I think I read it can only take 30 minutes or so.


----------



## Kajun Kamakazi (May 17, 2011)

Like others have said, I just don't understand what this person thought was gonna happen. The heat is brutal down here.


----------



## mohaled (Oct 7, 2007)

Too bad some people don't have common sense. Glad I wasn't there, he won't be getting my smpathy. 
Poor dogs, we are responsible for our own dogs and keep a look out for others when it comes to heat stress. 
This shouldn't happen!!


----------



## Robert (Feb 28, 2006)

While the disdain posted here may be true. I find it incredibly stupid people judge without first hand facts.


----------



## Rick S (Mar 6, 2013)

Robert said:


> While the disdain posted here may be true. I find it incredibly stupid people judge without first hand facts.

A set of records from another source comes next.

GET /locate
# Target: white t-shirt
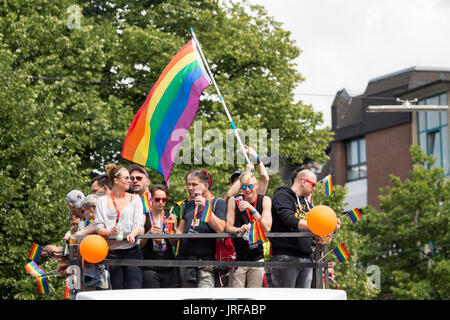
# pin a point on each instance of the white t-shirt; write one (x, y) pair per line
(131, 216)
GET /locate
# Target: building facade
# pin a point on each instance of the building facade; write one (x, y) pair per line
(370, 146)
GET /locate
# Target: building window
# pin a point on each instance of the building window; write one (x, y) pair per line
(432, 127)
(356, 159)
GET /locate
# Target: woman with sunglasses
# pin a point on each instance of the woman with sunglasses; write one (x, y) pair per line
(240, 212)
(120, 207)
(157, 221)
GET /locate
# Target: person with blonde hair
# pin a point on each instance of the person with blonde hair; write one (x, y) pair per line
(120, 207)
(240, 213)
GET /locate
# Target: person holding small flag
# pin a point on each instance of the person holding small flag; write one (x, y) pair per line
(241, 213)
(290, 209)
(203, 214)
(121, 210)
(158, 221)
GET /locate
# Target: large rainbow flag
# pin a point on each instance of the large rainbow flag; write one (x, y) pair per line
(157, 130)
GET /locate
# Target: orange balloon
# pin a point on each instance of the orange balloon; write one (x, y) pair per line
(321, 220)
(94, 248)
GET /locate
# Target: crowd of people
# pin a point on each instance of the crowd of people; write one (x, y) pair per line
(123, 202)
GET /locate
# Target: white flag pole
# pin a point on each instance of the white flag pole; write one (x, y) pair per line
(325, 255)
(233, 126)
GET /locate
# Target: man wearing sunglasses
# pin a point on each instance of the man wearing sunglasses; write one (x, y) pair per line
(290, 208)
(200, 183)
(140, 182)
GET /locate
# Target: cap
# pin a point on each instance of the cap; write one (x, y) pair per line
(137, 167)
(75, 197)
(235, 175)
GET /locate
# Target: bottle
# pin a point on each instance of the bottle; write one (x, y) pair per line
(120, 234)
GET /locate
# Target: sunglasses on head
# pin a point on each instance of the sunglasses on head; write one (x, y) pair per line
(312, 183)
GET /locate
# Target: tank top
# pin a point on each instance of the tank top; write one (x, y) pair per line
(243, 251)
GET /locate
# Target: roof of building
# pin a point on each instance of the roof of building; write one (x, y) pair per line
(349, 116)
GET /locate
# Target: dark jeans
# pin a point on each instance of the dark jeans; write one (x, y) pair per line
(291, 277)
(167, 278)
(126, 277)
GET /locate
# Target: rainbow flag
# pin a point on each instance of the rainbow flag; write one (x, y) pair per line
(35, 252)
(42, 285)
(146, 202)
(207, 211)
(155, 134)
(328, 181)
(355, 215)
(33, 269)
(341, 253)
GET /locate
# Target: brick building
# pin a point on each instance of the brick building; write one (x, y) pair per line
(369, 146)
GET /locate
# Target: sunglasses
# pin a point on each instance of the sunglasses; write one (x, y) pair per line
(250, 186)
(160, 199)
(312, 183)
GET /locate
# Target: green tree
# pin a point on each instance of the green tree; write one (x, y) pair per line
(68, 95)
(415, 215)
(350, 274)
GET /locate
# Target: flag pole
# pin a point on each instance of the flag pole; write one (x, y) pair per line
(325, 255)
(233, 126)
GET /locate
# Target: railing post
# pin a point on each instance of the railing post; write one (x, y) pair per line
(318, 274)
(325, 249)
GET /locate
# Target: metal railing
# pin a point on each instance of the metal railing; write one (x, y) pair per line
(320, 269)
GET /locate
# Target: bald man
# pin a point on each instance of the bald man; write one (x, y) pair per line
(289, 211)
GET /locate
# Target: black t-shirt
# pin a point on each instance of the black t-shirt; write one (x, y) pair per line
(200, 248)
(147, 251)
(243, 250)
(287, 210)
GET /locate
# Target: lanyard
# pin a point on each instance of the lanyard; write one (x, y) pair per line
(161, 217)
(115, 206)
(250, 217)
(299, 205)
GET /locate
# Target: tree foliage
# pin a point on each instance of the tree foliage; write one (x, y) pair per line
(68, 96)
(409, 239)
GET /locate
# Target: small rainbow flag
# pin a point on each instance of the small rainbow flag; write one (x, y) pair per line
(35, 252)
(355, 215)
(158, 128)
(42, 285)
(66, 293)
(33, 269)
(341, 252)
(256, 234)
(328, 181)
(207, 211)
(146, 202)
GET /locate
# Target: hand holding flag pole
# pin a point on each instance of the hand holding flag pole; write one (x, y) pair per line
(233, 126)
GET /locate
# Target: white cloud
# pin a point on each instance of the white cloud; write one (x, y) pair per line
(348, 42)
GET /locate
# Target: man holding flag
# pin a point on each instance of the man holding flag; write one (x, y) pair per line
(203, 214)
(253, 208)
(290, 208)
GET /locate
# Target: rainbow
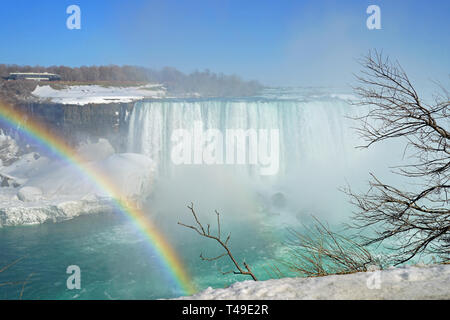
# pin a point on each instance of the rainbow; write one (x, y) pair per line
(41, 135)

while I don't totally disagree with judging people before knowing the facts, but in my opinion is there any situation that would even make this slightly excusable? I'm sure the people feel terrible, but this is just irresponsible.


----------



## RookieTrainer (Mar 11, 2011)

I agree with Robert. I know someone that something very similar happened to, and any of us would be comfortable with this person caring for our dogs. It only takes a second to get distracted, which is what happened to my friend, and have a tragedy occur to you too.

The only thing you can do is try to do everything you can to avoid it, and even then you're not guaranteed that Murphy won't show up.


----------



## MooseGooser (May 11, 2003)

Robert said:


> While the disdain posted here may be true. I find it incredibly stupid people judge without first hand facts.


What about every participant at that HT???

I just cant imagine walking past a vehicle noticing inadequate ventilation,, and NOT making it a priority of mine to track down the responsible people! 

Someone didnt check to doors to see if locked??

Rock the vehicle hard enough to set off a possible alarm?

Worse case scenario,, a rock trough the side window would work also,, and I would be willing to pay for the damage!

What a damn shame!


Gooser


----------



## HPL (Jan 27, 2011)

RookieTrainer said:


> I agree with Robert. I know someone that something very similar happened to, and any of us would be comfortable with this person caring for our dogs. *It only takes a second to get distracted*, which is what happened to my friend, and have a tragedy occur to you too.
> 
> The only thing you can do is try to do everything you can to avoid it, and even then you're not guaranteed that Murphy won't show up.


I can see turning your back for a second and having a dog bolt in front of a car or something like that, but this didn't take a SECOND. This took forgetting about the dogs for at least 15 or 20 minutes. I certainly wouldn't trust that person with my dog and wouldn't wish to know that person, really.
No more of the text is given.